ECPR General Conference, Bordeaux, September 4-7 2013
Political sociology section
Panel 6: Fields, Networks and Social Change in a Neoliberal Age
Chaired by Mathieu Hilgers, Université Libre de Bruxelles, and Eric Mangez, Université Catholique de Louvain
An impressive number of recent publications show an international dynamic of interest in field theory. However, with some rare exceptions, many researches fail to develop the seminal potential of field theory to interpret and to explain the dynamics of social change (see Fligstein and McAdam 2012; Mangez and Hilgers 2012). Given the constant refinements of the concept and theory of field and their growing use in international sociology, anthropology and political sciences in recent years, it seems useful to bring to light the elements that make this theory useful for the analysis of social change.

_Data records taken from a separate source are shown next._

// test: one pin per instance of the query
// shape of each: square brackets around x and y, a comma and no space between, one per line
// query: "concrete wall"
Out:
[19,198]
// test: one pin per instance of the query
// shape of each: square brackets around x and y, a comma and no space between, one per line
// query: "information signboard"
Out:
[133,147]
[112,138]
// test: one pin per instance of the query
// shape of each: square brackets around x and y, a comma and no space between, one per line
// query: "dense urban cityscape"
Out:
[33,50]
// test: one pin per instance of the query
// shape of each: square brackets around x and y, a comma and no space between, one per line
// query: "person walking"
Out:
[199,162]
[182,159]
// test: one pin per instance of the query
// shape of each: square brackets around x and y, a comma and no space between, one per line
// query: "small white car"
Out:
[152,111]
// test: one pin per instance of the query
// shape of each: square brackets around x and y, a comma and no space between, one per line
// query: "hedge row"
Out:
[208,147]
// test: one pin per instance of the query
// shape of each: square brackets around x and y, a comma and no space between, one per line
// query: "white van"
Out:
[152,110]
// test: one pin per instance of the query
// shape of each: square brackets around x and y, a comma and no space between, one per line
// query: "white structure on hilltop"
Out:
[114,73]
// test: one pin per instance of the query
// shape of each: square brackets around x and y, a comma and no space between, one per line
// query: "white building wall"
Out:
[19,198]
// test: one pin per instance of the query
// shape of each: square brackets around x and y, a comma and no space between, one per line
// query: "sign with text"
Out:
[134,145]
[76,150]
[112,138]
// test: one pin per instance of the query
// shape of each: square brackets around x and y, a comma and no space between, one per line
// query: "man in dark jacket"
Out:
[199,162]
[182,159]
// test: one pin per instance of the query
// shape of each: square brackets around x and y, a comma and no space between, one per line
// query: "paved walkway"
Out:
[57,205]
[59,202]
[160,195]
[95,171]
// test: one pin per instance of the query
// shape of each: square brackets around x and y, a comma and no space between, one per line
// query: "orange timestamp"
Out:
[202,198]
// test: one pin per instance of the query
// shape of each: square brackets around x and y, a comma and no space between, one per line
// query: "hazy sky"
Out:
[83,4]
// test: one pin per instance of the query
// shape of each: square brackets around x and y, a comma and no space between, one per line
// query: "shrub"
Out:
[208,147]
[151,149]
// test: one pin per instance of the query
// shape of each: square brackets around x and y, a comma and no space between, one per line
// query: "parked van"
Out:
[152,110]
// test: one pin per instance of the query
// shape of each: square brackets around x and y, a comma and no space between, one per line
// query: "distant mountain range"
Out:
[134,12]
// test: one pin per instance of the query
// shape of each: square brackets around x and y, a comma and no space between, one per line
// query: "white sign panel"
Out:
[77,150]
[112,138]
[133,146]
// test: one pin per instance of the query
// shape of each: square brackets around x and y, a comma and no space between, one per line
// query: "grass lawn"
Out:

More precisely, this panel aims to contribute to the development of field theory by considering its potential to grasp the impact of the process of neoliberalization which affects many societies in the world. How can we interpret the impact of the process of neoliberalization on the functioning of relatively autonomous domain of activity (art, literature, education, research,…)? How does it affect their autonomy and their structure? How does the rise of various ‘transfield’ networks affect these domains? The panel will address the question of the relation between fields and networks in a neoliberal era. This panel is open to theoretical or empirical contributions but it will give the priority to contributions which provide a theoretical impulse to field theory by mobilizing empirical analysis. A comparative perspective will be privileged for the discussion, contributions which concern the reality beyond Europe are of course more than welcome.
Fligstein Neil and McAdam Doug (2012). A Theory of Fields. New York: Oxford University Press.
Mangez, Eric; Hilgers, Mathieu (2012). The Field of Knowledge and the Policy Field in Education: PISA and the production of knowledge for policy, European Educational Research Journal , p. 189-205.